Jussi Piitulainen jussi.piitulainen at helsinki.fi
Tue May 3 11:27:13 EDT 2016


DFS writes:

> On 5/3/2016 10:49 AM, Jussi Piitulainen wrote:
>> DFS writes:
>>
>>> On 5/3/2016 9:13 AM, Chris Angelico wrote:
>>
>>>> It doesn't invert, the way numeric negation does.
>>>
>>> What do you mean by 'case inverted'?
>>>
>>> It looks like it swaps the case correctly between upper and lower.
>>
>> There's letters that do not come in exact pairs of upper and lower case,
>> so _some_ swaps are not invertible: you swap twice and end up somewhere
>> else than your starting point.
>>
>> The "\N{ANSGTROM SIGN}" looks like the Swedish upper-case
>> a-with-ring-above but isn't the same character, yet Python swaps its
>> case to the actual lower-case a-with-ring above.
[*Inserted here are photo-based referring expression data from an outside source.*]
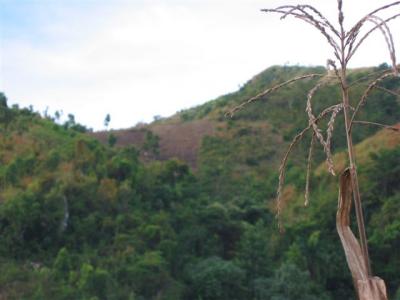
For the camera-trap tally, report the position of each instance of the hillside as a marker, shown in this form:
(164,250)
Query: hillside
(124,219)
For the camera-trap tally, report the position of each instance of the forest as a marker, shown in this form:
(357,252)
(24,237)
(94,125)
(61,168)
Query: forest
(85,219)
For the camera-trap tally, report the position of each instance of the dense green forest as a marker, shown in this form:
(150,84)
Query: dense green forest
(80,219)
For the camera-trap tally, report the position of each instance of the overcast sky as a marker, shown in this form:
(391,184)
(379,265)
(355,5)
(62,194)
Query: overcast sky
(140,58)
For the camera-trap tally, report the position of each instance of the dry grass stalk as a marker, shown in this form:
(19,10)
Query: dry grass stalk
(377,124)
(309,168)
(344,45)
(367,91)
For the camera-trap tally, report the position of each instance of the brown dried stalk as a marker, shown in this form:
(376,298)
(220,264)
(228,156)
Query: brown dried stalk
(377,124)
(309,167)
(344,45)
(295,141)
(378,87)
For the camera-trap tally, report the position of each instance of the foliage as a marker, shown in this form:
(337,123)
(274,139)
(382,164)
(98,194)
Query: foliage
(82,220)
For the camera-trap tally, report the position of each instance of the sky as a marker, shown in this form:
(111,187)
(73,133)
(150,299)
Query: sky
(139,59)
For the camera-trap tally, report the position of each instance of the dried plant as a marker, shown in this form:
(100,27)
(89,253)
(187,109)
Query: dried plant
(344,45)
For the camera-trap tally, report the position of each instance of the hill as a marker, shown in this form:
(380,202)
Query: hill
(81,219)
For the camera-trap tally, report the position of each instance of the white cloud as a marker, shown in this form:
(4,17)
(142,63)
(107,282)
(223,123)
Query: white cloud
(135,61)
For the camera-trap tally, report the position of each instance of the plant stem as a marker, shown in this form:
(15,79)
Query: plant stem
(353,170)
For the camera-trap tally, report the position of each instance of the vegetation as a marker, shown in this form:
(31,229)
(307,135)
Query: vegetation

It can't go back to
>> _both_ the Angstrom sign and the actual upper case letter.
>>
>> (Not sure why the sign is considered a cased letter at all.)
>
>
> Thanks for the explanation.
>
> Does that mean:
>
> lower(Å) != å ?
>
> and
>
> upper(å) != Å ?

It means "\N{ANGSTROM SIGN}" != "Å", yet both lower to "å", which then
uppers back to "Å" (U+00c5).

The Ångström sign (U+212b) looks like this: Å. Indistinguishable from Å
in the font that I'm seeing - for all I know, it's the same glyph.